/NLPWork

Collecting my thoughts surrounding NLP

NLPWork

Collecting my thoughts surrounding NLP (specifically related to the coupon project).

Table of contents:

Deciding which NLP problem I'm facing:

The problem I'm primarily facing is one of Named Entity Recognition, where I need to determine the part of speech of noisy coupon descriptions. Likely because of the fact that these are not complete sentences, basic ner functionality has not been successful. For this reason, I'm likely going to have to fine-tune it myself using run_ner.py. Using pipelines may also be successful.

An alternative to this would be to use sentence-level embeddings instead that may be better at classifying/clustering different coupon concepts. E.g. batch-bin coupons using the top ~100 words and use those to fine-tune the model.

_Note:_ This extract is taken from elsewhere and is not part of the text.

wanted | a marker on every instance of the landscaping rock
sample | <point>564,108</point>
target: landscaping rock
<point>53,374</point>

Deciding on the tokenizer:

Starting with the tokenizer to see if we can successfully split up the comments into digestible chunks.

Deciding on the down-stream model to use:

Interestingly this paper found that BERT was undertrained, and that training it up a bit more (thus resulting in RoBERTa) got great results. Consider using that instead of BERT.

Sentence-level embedding:

  • Sentence-BERT - A method of generating sentence embeddings in which sentences with similar meaning will be close together in high-dimensional space.
  • Simply using CLS tags is remarkably effective.. Specifically this paper says how the token representations can be used for token-level tasks such as question-answering and sentence tagging, whereas the CLS tag can be used for things like classification.
  • bert-as-service - A far more popular (stars-wise) method of sentence-level embeddings than sentence Bert.
  • When following this tutorial, why does this work:
    RobertaTokenizer.from_pretrained(./dir_with_tokenizer_model)
    but this doesn't:
    DistilBertTokenizer.from_pretrained(./dir_with_tokenizer_model)
    Using DistilBertTokenizer errors out saying that the tokenizer is not a part of the models on HuggingFace, and it requires a vocab.txt file, though the work in the tutorial only generates the vocab.json and merges.txt file (helpfully explained here).
  • What's the difference between this tokenizer initialization and this one??
    - Looking at the ByteLevelBPETokenizer class, it becomes apparent that all of the items explicitly stated here are simply under the hood here when initializing ByteLevelBPETokenizer with a couple extra flags.
  • Black sheep paper - Paper discussing reporting bias, in which we don't talk about the obvious, thus preventing models from learning basic facts (e.g. sheep are generally white). Work (e.g. ERNIE publication) has been done to solve this problem. Multi-models (including images, other media) can also correct this.
  • Byte Pair Encoding Tokenizer